Russia’s regional ambitions
Russia started increasing its presence in the eastern Mediterranean in 2013, establishing and maintaining a squadron in the area including the Black Sea Fleet as well as moving air defences into Crimea. Russia’s strategic objectives were to secure Russia’s southern flanks, which it considers the Mediterranean to be, and to challenge the naval dominance of the US (supported by other Nato countries) in the region. Russia’s military involvement in supporting Syrian leader Bashar al-Assad was also part of an effort to secure a presence and access to Mediterranean bases and ports.
Russia uses a narrative of shared cultural and religious heritage, along with the existing anti-US or Eurosceptic sentiment, to try and win support in other regions. Putin references shared cultural and religious traditions with Greece, Cyprus and other Mediterranean countries to build on anti-American sentiments. This type of influencing has not resulted in Greece breaking with Nato or the EU so far.
The most important partner for Russia in this region is Turkey. This is a paradoxical relationship because Turkey is a member of Nato, and Russia and Turkey are pursuing contrary objectives in Libya and Ukraine. Russia’s sale of the S-400 missile system to Turkey was a major coup, provoking deep tension between Turkey and Nato and resulting in Turkey losing access to the Patriot missile and the F-35 jet fighter programmes. Turkey’s relationship with Nato was also rocked when it was the only member to ask for conditions on Nato membership for Finland and Sweden.
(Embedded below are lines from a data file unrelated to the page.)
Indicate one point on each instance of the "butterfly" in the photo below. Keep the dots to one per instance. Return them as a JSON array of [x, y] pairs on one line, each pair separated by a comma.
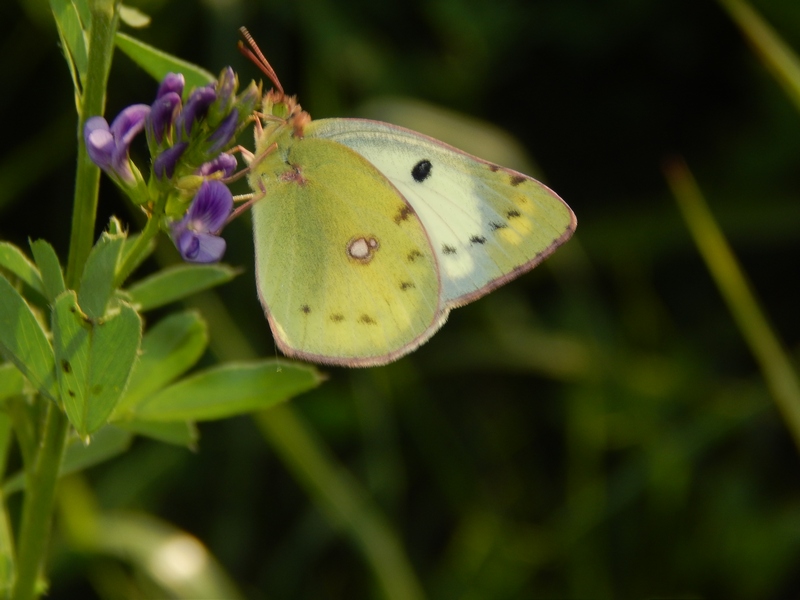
[[368, 234]]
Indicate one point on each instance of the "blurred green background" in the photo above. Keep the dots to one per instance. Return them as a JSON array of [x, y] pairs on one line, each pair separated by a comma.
[[596, 429]]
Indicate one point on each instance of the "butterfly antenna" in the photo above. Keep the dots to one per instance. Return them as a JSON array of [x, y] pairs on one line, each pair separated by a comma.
[[254, 54]]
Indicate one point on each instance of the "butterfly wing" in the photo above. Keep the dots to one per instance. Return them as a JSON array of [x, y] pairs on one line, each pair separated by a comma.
[[487, 224], [344, 268]]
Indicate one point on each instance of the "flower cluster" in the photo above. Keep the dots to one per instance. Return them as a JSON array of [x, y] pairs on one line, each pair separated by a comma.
[[187, 142]]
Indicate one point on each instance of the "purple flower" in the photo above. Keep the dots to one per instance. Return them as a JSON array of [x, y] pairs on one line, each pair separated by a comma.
[[195, 109], [164, 110], [195, 234], [172, 83], [109, 147], [224, 163], [165, 163]]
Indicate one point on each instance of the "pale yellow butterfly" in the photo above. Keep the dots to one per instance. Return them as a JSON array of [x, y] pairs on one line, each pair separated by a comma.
[[367, 234]]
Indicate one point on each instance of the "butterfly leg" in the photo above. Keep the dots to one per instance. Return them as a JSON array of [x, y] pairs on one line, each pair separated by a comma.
[[249, 200]]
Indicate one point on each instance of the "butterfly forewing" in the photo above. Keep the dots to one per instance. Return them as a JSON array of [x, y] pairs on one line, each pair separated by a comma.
[[487, 224], [345, 269]]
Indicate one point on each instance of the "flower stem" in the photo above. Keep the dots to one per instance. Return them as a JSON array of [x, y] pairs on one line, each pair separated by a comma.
[[133, 258], [37, 510], [105, 16]]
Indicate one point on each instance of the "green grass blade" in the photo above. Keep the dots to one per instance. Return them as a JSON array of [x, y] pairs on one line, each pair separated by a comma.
[[779, 58], [767, 349]]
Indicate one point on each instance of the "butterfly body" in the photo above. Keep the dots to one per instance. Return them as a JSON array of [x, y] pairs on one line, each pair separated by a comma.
[[368, 234]]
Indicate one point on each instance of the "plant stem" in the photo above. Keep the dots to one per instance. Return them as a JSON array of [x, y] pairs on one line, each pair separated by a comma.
[[133, 258], [42, 475], [37, 510], [105, 17]]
Russia had established a relationship with the Republic of Cyprus in the past, which included potential military cooperation, but this seems to have come to an end. In a snub to both Russia and Turkey, the US announced in September 2022 a full lifting of an arms embargo against Cyprus.
Flights as symbolism
The first flights from Russia were set to take place on November 15, which coincided with the 39th anniversary of the northern Cyprus declaration of independence. However, due to technical difficulties, the opening of the new airport and routes have now been postponed until early 2023.
The arrival of these flights from Russia is likely to be seen as a political snub by Putin to the Republic of Cyprus and its claims to the whole territory. In March, the Republic of Cyprus sparked anger from northern Cyprus when it announced the closure of its airspace and that claimed by northern Cyprus.
Currently, people wishing to visit northern Cyprus have to fly via Turkey, or drive to the north from Larnaca or Paphos in the Republic of Cyprus. This has hampered northern Cyprus’ tourism industry. Russian tourists are usually one of The Republic of Cyprus’ biggest tourist groups – and for northern Cyprus welcoming tourists from Russia, while the EU and the rest of the island have stopped them arriving, could be an economic boost for Turkish-occupied northern Cyprus.
Turkish Cypriots have felt the constraints of living in an unrecognised territory for almost 40 years. The isolation has affected the territory’s economy significantly and prevents Turkish Cypriots from taking part in global sporting, music and cultural events. Pop star Jennifer Lopez, for example, was forced to cancel a concert in northern Cyprus after receiving furious backlash from Greek Cypriots in 2010.
And in October, Adil Karaismailoğlu, Turkey’s transport minister, announced that direct flights between northern Cyprus and Kyrgyzstan are being considered.
Northern Cyprus is the latest contender to join a group of outsider nations that Putin has identified as useful, and it may not be the last.